Why should I care about this?

Ok, so it may not be that interesting, however, we should still review how to responsibly remove a helmet. In NYC, we very rarely encounter injured patients with a helmet on and that’s probably because they were never wearing one to begin with, the patient removed it, or EMS removed it. So depending on the practice setting and local EMS protocols, patients may arrive with a helmet in place and it will fall on you as the EM doc to safely remove the helmet without causing harm.

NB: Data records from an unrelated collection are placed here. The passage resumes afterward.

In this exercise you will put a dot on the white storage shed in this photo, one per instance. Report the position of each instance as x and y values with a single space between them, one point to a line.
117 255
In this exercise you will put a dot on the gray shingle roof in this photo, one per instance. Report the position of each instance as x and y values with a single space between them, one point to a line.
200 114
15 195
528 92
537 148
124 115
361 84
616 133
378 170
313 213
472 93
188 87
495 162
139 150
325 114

What should I know about helmets?

Helmets come in different flavors and sizes and are used for different activities (e.g. sports, motorcycles, scooters), but all serve the same purpose – to protect the skull.

Anatomy of the helmet:

  • Outer layer: hard plastic, polycarbonate or fiberglass shell
  • Inner layer: foam, inflatable air bladders, fabric
  • Miscellaneous: straps, face cages, visors
    • These may be screwed into the helmet or have a quick release mechanism
Source: Reichman’s Emergency Medicine Procedures

Some important things to note here:

  • Chin straps keep the helmet secured in position so removing it will cause the head and neck to move within the helmet
  • Football and hockey players wear shoulder padding, which adds additional considerations
  • Most helmets are nonmetallic and do not interfere with CT imaging should you need to image the patient before removing helmet

What equipment do I need?

Shears

Screwdriver

Cast saw

Towels

Cervical collar

Preparation

  1. Perform a neurological exam prior to removing the helmet
    1. If the patient is able to cooperate, ask them to notify you immediately if they experience numbness, neck pain, paresthesias or tingling during removal 
  2. Let the patient know that the helmet removal has the potential to cause complications and even worsen existing c-spine injury
  3. Clear all removal parts from the helmet (e.g. straps, visor, face cage, etc) and glasses the patient may be wearing
    1. Helmets may have a quick release button to release straps and cages, otherwise use a screwdriver to release these components
  4. If the patient is not wearing shoulder pads, place rolled towels under the shoulders
    1. This minimizes excessive flexion of the c-spine when the helmeted patient is placed supine  
  5. For the patient with shoulder pads, split open the front of the shoulder pads (shears, cast saw, whatever it takes- get creative!)

Technique

We will review several techniques you can use to remove the helmet. Helmet removal should ideally be performed with an assistant to minimize risk of injury to yourself and the patient. Regardless of technique, take great care to avoid hyperextending the neck during the removal process.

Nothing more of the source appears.